Akan tetapi, sanksi pidana atas perbuatan pengelola (operator) dapat dirumuskan, yakni (1) secara melawan hukum memiliki zakat dalam kekuasaannya; (2) menjaminkan, menghibahkan, menjual, mengalihkan zakat; (3) mengubah peruntukan zakat; (4) mengambil dan/atau menggunakan fasilitas atas pengelolaan zakat; (5) dengan sengaja atau lalai tidak mencatat atau mencatat dengan tidak benar; (6) tanpa hak melakukan pengmpulan zakat.

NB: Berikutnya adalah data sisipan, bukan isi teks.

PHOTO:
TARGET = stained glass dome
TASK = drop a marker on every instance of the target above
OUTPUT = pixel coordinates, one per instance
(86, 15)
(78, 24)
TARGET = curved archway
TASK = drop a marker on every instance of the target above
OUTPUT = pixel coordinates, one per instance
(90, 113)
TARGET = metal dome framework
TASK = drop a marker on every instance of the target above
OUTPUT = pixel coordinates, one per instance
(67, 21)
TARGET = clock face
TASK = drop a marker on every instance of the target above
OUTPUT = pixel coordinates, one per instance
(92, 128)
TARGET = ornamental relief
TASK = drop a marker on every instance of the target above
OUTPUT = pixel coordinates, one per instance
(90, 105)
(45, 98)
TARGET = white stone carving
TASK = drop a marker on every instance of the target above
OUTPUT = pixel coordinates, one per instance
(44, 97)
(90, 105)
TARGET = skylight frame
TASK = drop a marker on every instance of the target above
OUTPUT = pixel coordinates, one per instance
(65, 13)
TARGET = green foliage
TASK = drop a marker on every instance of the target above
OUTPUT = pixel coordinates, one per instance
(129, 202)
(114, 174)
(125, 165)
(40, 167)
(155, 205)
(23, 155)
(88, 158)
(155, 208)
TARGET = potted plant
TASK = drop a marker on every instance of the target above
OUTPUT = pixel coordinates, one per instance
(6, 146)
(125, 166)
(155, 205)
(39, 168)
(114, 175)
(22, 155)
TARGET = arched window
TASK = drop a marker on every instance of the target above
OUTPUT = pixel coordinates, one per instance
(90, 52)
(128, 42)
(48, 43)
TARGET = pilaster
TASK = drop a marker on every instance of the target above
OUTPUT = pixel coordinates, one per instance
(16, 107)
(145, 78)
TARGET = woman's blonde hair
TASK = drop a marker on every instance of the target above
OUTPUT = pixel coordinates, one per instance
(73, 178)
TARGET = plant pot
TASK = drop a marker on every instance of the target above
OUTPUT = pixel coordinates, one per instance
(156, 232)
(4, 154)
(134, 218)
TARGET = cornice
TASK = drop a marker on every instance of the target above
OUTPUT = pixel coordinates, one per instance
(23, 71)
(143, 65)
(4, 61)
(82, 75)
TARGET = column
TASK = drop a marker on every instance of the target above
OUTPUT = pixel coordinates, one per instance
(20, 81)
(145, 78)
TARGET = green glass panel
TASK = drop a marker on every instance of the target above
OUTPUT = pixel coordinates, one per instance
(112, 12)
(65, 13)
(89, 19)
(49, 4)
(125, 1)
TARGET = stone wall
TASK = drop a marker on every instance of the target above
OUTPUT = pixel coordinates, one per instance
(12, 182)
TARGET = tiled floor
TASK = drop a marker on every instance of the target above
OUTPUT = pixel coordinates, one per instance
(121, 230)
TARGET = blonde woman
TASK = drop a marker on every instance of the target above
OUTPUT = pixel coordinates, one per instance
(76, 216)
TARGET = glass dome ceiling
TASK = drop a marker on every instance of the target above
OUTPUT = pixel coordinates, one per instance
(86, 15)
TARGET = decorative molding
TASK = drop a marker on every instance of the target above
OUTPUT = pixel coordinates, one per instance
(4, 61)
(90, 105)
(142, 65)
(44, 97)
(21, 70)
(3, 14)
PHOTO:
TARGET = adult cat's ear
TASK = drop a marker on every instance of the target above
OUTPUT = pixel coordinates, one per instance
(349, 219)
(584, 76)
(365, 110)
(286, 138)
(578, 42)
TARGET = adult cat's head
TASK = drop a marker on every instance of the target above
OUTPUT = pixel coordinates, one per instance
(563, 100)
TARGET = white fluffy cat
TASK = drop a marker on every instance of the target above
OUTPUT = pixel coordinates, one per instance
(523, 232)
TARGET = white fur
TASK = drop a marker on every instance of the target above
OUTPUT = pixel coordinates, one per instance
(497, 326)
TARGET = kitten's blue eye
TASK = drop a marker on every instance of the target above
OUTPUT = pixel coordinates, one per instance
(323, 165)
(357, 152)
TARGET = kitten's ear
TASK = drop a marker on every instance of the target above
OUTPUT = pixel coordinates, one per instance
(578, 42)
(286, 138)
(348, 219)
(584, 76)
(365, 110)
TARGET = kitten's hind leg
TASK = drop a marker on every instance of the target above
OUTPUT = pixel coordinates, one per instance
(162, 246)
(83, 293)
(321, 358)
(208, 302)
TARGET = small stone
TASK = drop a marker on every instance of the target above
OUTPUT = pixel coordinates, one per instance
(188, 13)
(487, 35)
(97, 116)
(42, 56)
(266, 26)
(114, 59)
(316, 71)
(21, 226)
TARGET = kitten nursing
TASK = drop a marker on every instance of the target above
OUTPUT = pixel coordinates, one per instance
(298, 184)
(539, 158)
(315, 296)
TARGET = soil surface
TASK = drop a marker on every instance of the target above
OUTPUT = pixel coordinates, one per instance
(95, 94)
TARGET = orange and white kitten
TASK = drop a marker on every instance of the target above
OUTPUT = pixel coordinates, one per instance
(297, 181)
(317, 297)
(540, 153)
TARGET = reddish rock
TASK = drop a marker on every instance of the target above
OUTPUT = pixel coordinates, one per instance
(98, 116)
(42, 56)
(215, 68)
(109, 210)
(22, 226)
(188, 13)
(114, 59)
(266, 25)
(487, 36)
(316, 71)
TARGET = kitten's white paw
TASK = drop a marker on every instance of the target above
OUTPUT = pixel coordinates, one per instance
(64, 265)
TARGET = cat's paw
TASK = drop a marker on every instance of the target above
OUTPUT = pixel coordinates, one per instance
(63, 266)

Lebih lanjut, beberapa isu hukum dalam review UU No. 38/1999 adalah:
- Membentuk kelembagaan hukum yang memisahkan antara regulator, pengawas dan operator dalam pengelolaan zakat sehingga diperoleh struktur hukum yang mengelola zakat secara baik, akunabel serta transparan;
- Membentuk struktur hukum yakni memastikan pembentukan badan zakat Indonesia sebagai regulator dan pengawas, dewan zakat nasional yang menjamin kepatuhan syariah, melegalisasi lembaga/badan amil zakat sebagai operator, dan menegaskan yurisdiksi Pengadilan Agama sebagai lembaga peradilan atas perselisihan zakat di Indonesia;.

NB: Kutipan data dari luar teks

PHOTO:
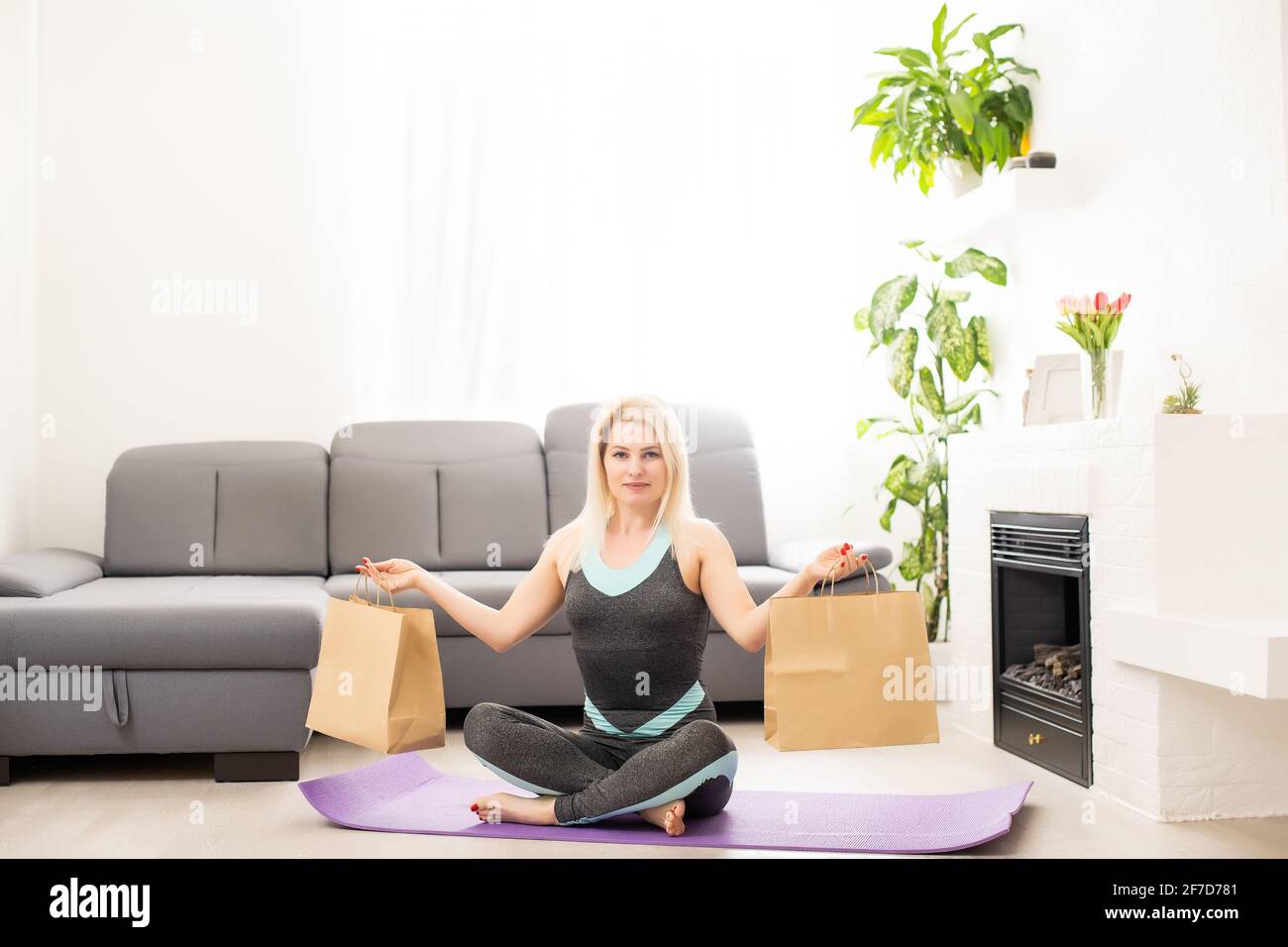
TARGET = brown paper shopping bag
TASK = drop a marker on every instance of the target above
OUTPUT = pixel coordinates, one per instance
(378, 682)
(849, 671)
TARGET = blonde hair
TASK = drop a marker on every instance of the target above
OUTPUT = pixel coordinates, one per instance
(588, 530)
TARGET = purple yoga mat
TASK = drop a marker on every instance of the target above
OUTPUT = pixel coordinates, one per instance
(406, 793)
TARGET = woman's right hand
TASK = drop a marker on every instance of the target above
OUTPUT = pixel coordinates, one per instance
(391, 575)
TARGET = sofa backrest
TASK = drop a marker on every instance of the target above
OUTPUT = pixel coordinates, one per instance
(218, 508)
(724, 474)
(447, 495)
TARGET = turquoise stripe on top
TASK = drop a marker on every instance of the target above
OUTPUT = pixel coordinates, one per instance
(658, 724)
(617, 581)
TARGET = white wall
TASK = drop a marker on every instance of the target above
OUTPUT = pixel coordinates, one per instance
(18, 423)
(240, 151)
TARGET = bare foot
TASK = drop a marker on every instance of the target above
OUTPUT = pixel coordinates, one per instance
(506, 806)
(669, 815)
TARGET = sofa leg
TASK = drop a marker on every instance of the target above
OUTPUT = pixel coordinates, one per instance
(258, 767)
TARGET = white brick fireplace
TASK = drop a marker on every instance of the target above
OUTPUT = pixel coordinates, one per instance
(1188, 526)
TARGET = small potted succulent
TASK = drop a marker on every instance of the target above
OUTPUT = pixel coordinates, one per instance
(1186, 398)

- Memberi wewenang dan tugas kepada Pemerintah cq Departemen Agama RI melakukan pemajuan, sosialisasi dan menganjurkan kepada wajib zakat menyadari kewajibannya membayar zakat;
- Memastikan tercapainya tujuan pengelolaan zakat sebagai sumber dana yang potensial bagi pemberantasan kemiskinan dan memastikan penyalurannya untuk meningkatkan kesejahteraan masyarakat pada lingkungan dan wilayah/daerah sumber zakat;
- Mengatur penyaluran zakat diwajibkan untuk mustahik pada wilayah/daerah yang sama;
- Mengatur pendistribusian dan peruntukan zakat kepada mustahik untuk bidang kesejahteraan sosial yang dilakukan dengan penetapan dan pengawasan badan zakat Indonesia sebagai regulator dan pengawas;
- Mengatur harta zakat yang bersumber dari masyarakat dalam pengelolaan zakat ditetapkan secara yuridis formil sebagai keuangan negara sehingga merupakan obyek pemeriksaan keuangan negara;
- Mengatur pembayaran zakat sebagai pengurangan kewajiban pajak (tax credit);
- Pengembangan peran serta masyarakat dalam pengawasan, pemajuan, sosialisasi dan menganjurkan pengelolaan zakat, serta laporan dan pengaduan sebagai bentuk partisipasi publik;
- Standardisasi dan sertifikasi dalam setiap kegiatan pengelolaan zakat, mencakup aspek perencanaan, pengorganisasian, pengumpulan, pendistribusian dan pendayagunaan zakat;
- Memastikan perbuatan mana yang dikriminalisasi dengan sanksi pidana dan mana yang hanya sanksi administratif, peringatan dan denda agar memberikan kepastian hukum;
- Menormakan status harta zakat yang dikumpulkan sebagai bentuk amanah yang dititipkan muzakki kepada operator (lembaga/badan amil), yang karenanya hanya bisa diserahka kepada muzakki. Operator hanya penympul dan penyalur zakat kepada mustahik, bukan lembaga pembiayaan atau fund manager sehingga zakat muzakki bukan untuk direinvestasikan!